Namun, jika seseorang mencalonkan dirinya atau orang lain dalam sistem ini untuk masuk ke dalam majelis tersebut, dengan tujuan untuk menegakkan kebenaran dan mencegah keburukan, serta meminimalisir kerusakan sebanyak mungkin, atau agar tidak dibiarkan hanya orang-orang fasik dan kafir yang berkuasa, maka hal ini adalah masalah yang bisa dipertimbangkan berdasarkan kemaslahatan yang diharapkan. Bahkan beberapa ulama berpendapat bahwa mengikuti pemilu ini adalah wajib.

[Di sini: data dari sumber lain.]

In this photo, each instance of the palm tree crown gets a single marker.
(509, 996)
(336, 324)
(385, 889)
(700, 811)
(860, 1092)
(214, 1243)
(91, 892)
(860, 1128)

Misalnya, ketika ditanya oleh seorang jurnalis tentang hukum pemilu, Syaikh Muhammad bin Utsaimin rahimahullah menjawab:
أنا أرى أن الانتخابات واجبة ، يجب أن نعين من نرى أن فيه خيراً ، لأنه إذا تقاعس أهل الخير ، مَنْ يحل محلهم ؟ سيحل محلهم أهل الشر ، أو الناس السلبيون الذين ما عندهم خير ولا شر ، أتباع كل ناعق ، فلابد أن نختار من نراه صالحاً . فإذا قال قائل : اخترنا واحداً لكن أغلب المجلس على خلاف ذلك . قلنا : لا مانع ، هذا الواحد إذا جعل الله فيه البركة وألقى كلمة الحق في هذا المجلس سيكون لها تأثير ولا بد ، لكن الذي ينقصنا الصدق مع الله ، نعتمد على الأمور المادية الحسية ولا ننظر إلى كلمة الله عز وجل .... فَرَشِّحْ مَنْ ترى أنه خير ، وتوكل على الله " انتهى باختصار من "لقاءات الباب المفتوح
"Aku berpendapat bahwa pemilu itu wajib. Kita harus memilih orang yang kita rasa baik, karena jika orang-orang yang baik tidak terlibat, siapa yang akan menggantikan mereka? Yang menggantikan mereka adalah orang-orang yang buruk, atau orang-orang yang tidak memiliki kebaikan atau keburukan, yang mengikuti arus. Oleh karena itu, kita harus memilih orang yang kita rasa baik. Jika orang yang kita pilih itu minoritas di antara anggota majelis, tidak masalah. Jika Allah memberikan berkah padanya dan dia mengatakan kebenaran di majelis itu, pasti akan ada pengaruhnya. Namun, yang kita butuhkan adalah keikhlasan kepada Allah, bukan hanya bergantung pada perkara-perkara yang bersifat material. Pilihlah orang yang baik dan bertawakallah kepada Allah."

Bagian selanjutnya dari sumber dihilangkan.